I would like to introduce Joan Reeves to you today. She found my blog and invited me to be her guest blogger some time ago. This really gave me a lift as I was a brand new blogger at that time.
Joan Reeves writes funny, sexy romance with a chick lit attitude. She is a bestselling eBook author and is also multi-published in print (book-length fiction: regional and national periodicals). Known all over the internet for her freelance writing published under her own name, various pseudonyms, and as a ghost, Joan (http://SlingWords.blogspot.com)
Joan’s motto? “It’s never too late to live happily ever after.”
Seven Tips on Writing Nonfiction Inspirational by Joan Reeves.
For the last several years, I’ve judged the Nonfiction Inspirational category for an annual competition sponsored by one of the many writers guilds in Texas. Every year, I notice the same writing issues in just about every manuscript so I wrote some guidelines to help writers who focus on nonfiction – especially inspirational articles and books.

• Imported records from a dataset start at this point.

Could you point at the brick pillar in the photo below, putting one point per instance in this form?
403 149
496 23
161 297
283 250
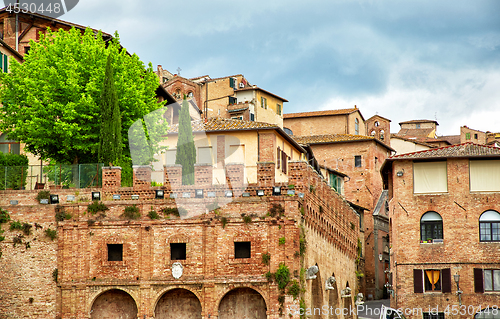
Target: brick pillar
172 177
265 174
203 174
142 177
235 175
111 178
297 174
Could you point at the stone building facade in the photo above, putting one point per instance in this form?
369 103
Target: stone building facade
444 210
360 158
208 264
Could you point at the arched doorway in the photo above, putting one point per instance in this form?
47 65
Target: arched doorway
178 304
114 304
333 300
317 295
244 303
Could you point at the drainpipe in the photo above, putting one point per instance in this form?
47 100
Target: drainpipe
17 30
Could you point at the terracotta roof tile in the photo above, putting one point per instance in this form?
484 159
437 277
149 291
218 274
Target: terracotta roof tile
320 113
221 124
419 121
417 132
331 138
460 150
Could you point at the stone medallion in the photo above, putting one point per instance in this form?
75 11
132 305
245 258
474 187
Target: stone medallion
177 270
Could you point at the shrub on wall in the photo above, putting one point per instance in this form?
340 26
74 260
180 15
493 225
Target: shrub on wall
14 171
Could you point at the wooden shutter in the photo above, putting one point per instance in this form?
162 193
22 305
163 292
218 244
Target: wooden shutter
278 157
418 281
478 280
446 280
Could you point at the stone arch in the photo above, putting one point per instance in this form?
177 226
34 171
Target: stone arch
178 303
242 302
115 303
317 294
333 299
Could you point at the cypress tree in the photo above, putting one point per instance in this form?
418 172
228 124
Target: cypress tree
110 138
186 151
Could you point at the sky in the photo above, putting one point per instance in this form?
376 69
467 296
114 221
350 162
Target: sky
403 60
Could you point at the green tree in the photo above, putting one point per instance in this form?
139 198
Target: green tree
186 151
52 101
110 139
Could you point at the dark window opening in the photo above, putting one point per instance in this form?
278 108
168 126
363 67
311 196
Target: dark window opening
242 249
433 315
432 280
115 252
178 251
357 161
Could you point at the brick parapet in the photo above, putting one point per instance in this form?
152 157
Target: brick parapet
266 174
203 175
111 178
142 177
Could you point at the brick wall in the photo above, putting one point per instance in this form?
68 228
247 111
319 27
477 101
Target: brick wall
329 226
461 250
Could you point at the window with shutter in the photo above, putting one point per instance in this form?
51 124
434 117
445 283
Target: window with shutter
478 280
418 281
446 280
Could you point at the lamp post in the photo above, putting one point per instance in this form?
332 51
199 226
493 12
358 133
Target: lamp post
459 292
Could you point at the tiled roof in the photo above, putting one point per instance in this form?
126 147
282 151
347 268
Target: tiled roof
418 132
320 113
413 140
331 138
254 87
460 150
419 121
452 139
221 124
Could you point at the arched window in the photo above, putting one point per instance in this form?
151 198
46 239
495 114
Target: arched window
431 226
489 226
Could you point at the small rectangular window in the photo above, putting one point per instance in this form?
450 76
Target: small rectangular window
178 251
242 249
433 315
357 161
491 280
115 252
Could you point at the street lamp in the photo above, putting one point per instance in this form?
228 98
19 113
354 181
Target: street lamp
459 292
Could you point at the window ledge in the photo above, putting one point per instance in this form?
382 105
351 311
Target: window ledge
240 260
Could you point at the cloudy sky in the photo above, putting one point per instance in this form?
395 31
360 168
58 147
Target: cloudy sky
402 60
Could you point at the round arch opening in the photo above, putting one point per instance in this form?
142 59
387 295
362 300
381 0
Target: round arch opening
243 303
114 303
178 304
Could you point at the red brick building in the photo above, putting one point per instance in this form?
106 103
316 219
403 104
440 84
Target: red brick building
214 258
360 157
445 220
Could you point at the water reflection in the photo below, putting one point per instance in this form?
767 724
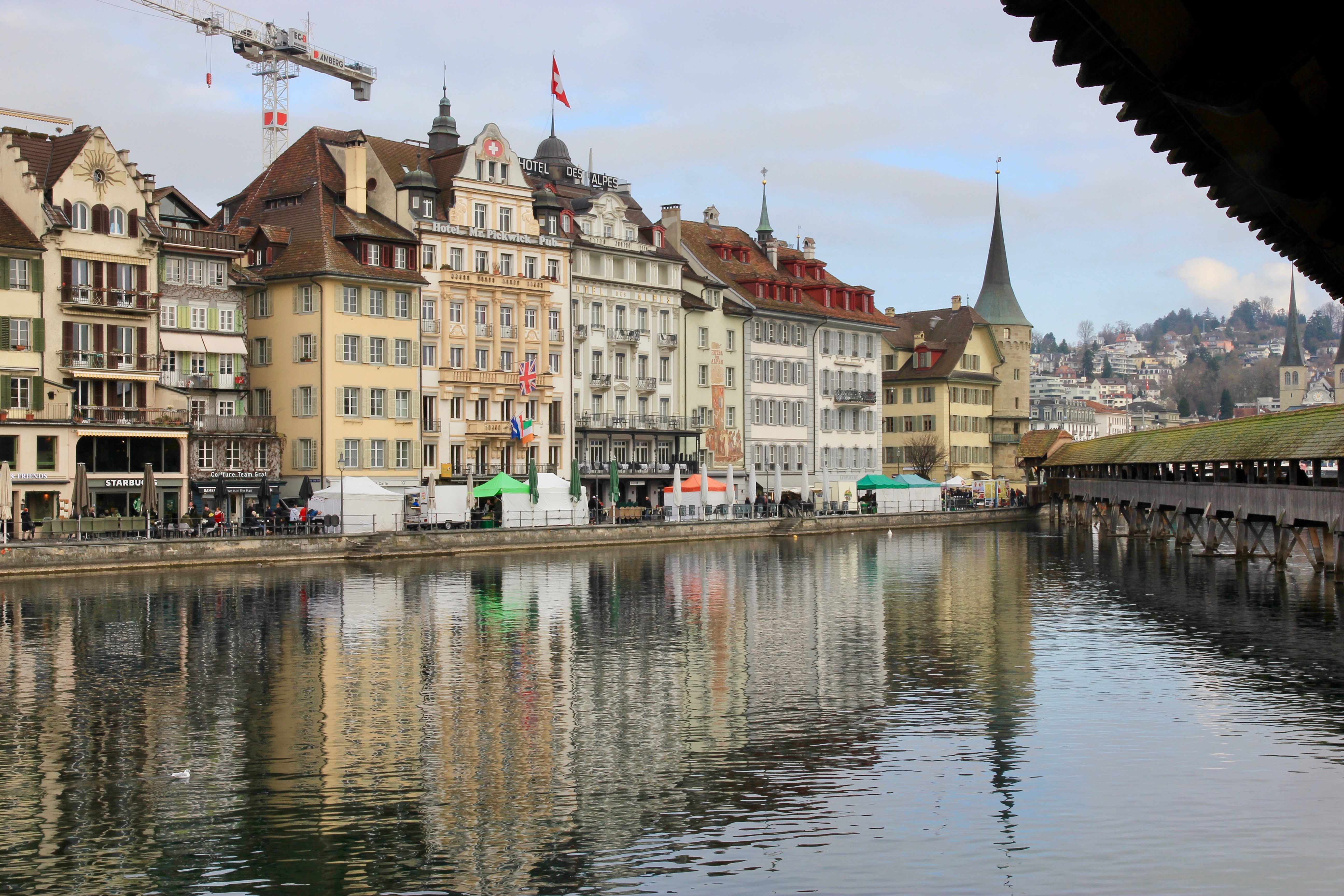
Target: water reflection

When writing nonfiction inspirational content, the skilled writer knows that using fiction narrative techniques vastly improves the article or blog etc: By this I do not mean to make it fiction, but to employ the tools in the fiction writer’s kit in order to make your nonfiction hook the reader and keep the reader gripped to the story to the end. In other words, you want to create a page turner.
Seven Techniques to Creating Page-Turning Nonfiction
Begin with a strong hook, not a bland statement of fact, time, or date or any of the other prosaic means of telling a true story. A strong hook could be a startling statement followed by a bit of surprising action or it could be a vivid description of something that makes the reader want to know more. Any of the excellent ‘how to write books’ can show you the way.
Make sure your story has a beginning, middle and an end. From the beginning, you should have rising action to the end. This is a story arc and is as important in nonfiction as in fiction. Don’t just lay out fact o wander all over the place. Stick to the story you’re telling and include only those scenes or incidents that support the story you’re telling. If you’re writing about something that happened in a WWII scrap iron drive, don’t throw in something about how rubber was restricted so that people couldn’t easily buy car tires and were forced to keep patching old ones.
Know your premise. With inspirational, your premise should be the insight you gained from an experience. You write to share that with others or to show how a seemingly insignificant incident can change a person and a life. One of the main reasons for writing inspirational is to inspire the reader. So make sure your insight is evident, but do it subtly. When you begin writing, you should know for instance, that you’re writing a story that shows how a kindness from a stranger made you resolve to help others in need or whatever. It’s not the just the experience about which you’re writing; it’s also how that experience affected you.
The structure of a novel, short story, or nonfiction piece is about the same in that you have roughly the first 25% of the manuscript to set things up. Calculate it if you need to. A 10 page manuscript means you have about two and a half pages to set the stage. That’s the length allotted to introducing your characters and the situation, setting the tone, theme, and writing style, describing the setting, etc.
The next 50% should be the development of your premise and the situation, showing the complications the character faced and the resolutions with each complication leading to a worse one until the blackest moment when all seems lost.
The final 25% is when the protagonist rises above all challenges, and figures out a way to resolve the penultimate crisis. Everything gets wrapped up here, and the character learns the truth – the inspiration to pass on to others.
Don’t toss in people who have an effect on the outcome at the very end unless they were previously mentioned or foreshadowed in the beginning. Study a book on fiction technique.
If it’s been a few years since you’ve written anything significant or been in an English class, get a good basic English grammar book and check your skills against it. There are rules that govern the use of commas, sentence construction, etc. Refresh your memory.
Proofread carefully. Better yet, get a friend with a good grasp of grammar to do it also. Misspellings, typos, using the wrong word are easily corrected errors.
In a world where virtually everyone seeks inspiration to achieve goals or to weather difficult times, nonfiction inspirational has a wide appeal so use these techniques to help you improve your skills.